< Psalmen 30 >
1 Een psalm, een lied der inwijding van Davids huis. Ik zal U verhogen, HEERE, want Gij hebt mij opgetrokken, en mijn vijanden over mij niet verblijd.
Ein Psalm. Nach dem Liede der Hausweihe. Von David. Ich erhebe dich, Jahwe: Du hast mich errettet, / Daß meine Feinde nicht über mich jauchzten.
2 HEERE, mijn God! ik heb tot U geroepen, en Gij hebt mij genezen.
Jahwe, mein Gott, ich schrie zu dir: / Du hast mich geheilt.
3 HEERE! Gij hebt mijn ziel uit het graf opgevoerd; Gij hebt mij bij het leven behouden, dat ik in den kuil niet ben nedergedaald. (Sheol )
Jahwe, du hast mich dem Tode entrissen, / Mich neubelebt, daß ich nicht in die Grube sank. (Sheol )
4 Psalmzingt den HEERE, gij Zijn gunstgenoten! en zegt lof ter gedachtenis Zijner heiligheid.
Lobsinget Jahwe, ihr, seine Frommen, / Und dankt seinem heiligen Namen!
5 Want een ogenblik is er in Zijn toorn, maar een leven in Zijn goedgunstigheid; des avonds vernacht het geween, maar des morgens is er gejuich.
Denn nur einen Augenblick währet sein Zorn, / Doch lebenslang seine Huld. / Am Abend kehret Weinen ein, / Des Morgens aber ist Jubel.
6 Ik zeide wel in mijn voorspoed: Ik zal niet wankelen in eeuwigheid.
Ich dachte in meinem Glück: / "Ich werde nimmermehr wanken!"

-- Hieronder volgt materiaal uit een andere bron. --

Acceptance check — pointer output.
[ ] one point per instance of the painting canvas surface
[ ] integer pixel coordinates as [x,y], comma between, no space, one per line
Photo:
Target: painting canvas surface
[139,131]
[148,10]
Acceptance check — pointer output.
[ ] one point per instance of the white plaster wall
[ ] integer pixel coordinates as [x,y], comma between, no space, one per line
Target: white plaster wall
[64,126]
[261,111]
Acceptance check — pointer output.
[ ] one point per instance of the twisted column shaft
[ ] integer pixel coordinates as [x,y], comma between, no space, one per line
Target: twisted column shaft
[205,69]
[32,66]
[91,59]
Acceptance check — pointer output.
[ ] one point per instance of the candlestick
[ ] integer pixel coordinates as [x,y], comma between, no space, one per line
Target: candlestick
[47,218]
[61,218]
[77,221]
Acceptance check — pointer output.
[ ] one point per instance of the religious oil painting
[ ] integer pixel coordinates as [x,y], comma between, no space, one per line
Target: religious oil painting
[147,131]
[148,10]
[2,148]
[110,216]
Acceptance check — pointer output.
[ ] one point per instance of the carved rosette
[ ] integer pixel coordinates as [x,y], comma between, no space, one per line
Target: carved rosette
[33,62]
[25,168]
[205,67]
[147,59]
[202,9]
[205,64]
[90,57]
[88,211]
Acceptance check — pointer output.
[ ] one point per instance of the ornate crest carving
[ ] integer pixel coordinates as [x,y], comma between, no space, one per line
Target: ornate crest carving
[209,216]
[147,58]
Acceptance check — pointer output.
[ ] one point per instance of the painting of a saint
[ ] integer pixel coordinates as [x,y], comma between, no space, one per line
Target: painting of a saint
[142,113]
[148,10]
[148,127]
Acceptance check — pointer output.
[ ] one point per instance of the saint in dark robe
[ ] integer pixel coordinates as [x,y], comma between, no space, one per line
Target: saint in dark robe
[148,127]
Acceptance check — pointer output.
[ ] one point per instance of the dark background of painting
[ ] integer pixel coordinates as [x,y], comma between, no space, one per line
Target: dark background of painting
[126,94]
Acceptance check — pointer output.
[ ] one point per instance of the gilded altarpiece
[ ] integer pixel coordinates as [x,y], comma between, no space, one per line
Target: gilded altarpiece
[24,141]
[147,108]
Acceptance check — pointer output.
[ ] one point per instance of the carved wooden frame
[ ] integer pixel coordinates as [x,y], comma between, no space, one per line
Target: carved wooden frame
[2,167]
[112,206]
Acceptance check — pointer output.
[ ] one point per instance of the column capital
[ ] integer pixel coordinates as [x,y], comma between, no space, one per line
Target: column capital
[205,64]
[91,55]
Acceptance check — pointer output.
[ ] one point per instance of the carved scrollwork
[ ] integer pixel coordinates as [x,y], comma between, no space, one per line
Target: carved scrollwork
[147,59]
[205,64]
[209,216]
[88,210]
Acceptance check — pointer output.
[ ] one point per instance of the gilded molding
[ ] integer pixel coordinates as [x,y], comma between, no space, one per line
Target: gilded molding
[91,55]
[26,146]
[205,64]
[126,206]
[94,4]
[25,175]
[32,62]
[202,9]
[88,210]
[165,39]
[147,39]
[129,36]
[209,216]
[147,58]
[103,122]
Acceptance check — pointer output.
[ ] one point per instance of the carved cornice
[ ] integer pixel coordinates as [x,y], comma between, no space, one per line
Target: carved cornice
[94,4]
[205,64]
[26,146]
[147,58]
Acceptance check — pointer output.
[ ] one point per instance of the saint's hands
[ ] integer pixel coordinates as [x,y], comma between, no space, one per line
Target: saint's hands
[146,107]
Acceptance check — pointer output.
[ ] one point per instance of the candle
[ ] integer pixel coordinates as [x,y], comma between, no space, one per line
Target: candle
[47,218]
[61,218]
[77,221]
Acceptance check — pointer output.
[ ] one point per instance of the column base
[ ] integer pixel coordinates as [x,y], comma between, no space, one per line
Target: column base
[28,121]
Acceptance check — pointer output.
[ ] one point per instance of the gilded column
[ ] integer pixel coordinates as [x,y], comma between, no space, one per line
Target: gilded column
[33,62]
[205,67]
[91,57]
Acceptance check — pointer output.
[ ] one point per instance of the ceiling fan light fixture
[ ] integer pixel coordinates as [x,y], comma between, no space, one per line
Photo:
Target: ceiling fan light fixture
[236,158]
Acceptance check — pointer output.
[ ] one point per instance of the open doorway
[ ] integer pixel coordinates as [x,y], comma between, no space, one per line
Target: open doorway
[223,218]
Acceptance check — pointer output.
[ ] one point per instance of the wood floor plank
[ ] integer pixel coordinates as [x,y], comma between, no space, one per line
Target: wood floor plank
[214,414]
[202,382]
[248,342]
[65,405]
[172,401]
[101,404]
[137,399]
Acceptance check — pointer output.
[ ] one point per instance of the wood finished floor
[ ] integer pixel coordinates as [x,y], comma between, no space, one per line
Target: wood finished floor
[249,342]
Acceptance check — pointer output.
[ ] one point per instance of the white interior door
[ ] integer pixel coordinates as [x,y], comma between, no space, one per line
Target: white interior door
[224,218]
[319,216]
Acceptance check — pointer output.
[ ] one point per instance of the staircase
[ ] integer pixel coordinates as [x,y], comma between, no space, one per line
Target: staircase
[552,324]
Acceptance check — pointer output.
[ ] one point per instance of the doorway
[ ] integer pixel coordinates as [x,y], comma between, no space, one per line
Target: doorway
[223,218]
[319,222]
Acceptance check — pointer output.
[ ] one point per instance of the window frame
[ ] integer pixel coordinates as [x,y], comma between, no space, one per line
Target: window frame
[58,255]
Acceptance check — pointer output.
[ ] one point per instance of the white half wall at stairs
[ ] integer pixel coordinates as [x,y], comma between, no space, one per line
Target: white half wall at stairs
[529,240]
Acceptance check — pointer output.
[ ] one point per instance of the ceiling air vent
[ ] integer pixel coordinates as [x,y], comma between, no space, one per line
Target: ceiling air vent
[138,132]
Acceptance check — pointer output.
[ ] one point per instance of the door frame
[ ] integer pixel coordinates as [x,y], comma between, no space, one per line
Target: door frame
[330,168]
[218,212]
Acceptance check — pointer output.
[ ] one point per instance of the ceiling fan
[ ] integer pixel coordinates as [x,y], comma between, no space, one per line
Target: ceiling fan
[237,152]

7 Want, HEERE! Gij hadt mijn berg door Uw goedgunstigheid vastgezet; maar toen Gij Uw aangezicht verborgt, werd ik verschrikt.
Jahwe, in deiner Huld / Hattest du meinem Berge Macht verliehn. / Dann aber verbargst du dein Antlitz — / Da war ich bestürzt.
8 Tot U, HEERE! riep ik, en ik smeekte tot den HEERE:
Zu dir, o Jahwe, rief ich, / Zu Jahwe hab ich gefleht:
9 Wat gewin is er in mijn bloed, in mijn nederdalen tot de groeve? Zal U het stof loven? Zal het Uw waarheid verkondigen?
"Was nützt dir's, daß du mein Blut vergießt, / Daß ich niederfahre zur Grube? / Kann denn der Staub dich preisen? / Kann er deine Treue verkünden?
10 Hoor, HEERE! en wees mij genadig; HEERE! wees mij een Helper.
O höre, Jahwe, sei mir doch gnädig! / Jahwe, sei mir ein Helfer!"
11 Gij hebt mij mijn weeklage veranderd in een rei; Gij hebt mijn zak ontbonden, en mij met blijdschap omgord;
Du hast mir ja stets schon mein Klagen in Reigen verwandelt, / Meinen Sack gelöst, mich mit Freude gegürtet,
12 Opdat mijn eer U psalmzinge, en niet zwijge. HEERE, mijn God! in eeuwigheid zal ik U loven.
Damit ich dir singe und nimmer verstumme. / Jahwe, mein Gott, immerdar will ich dich preisen!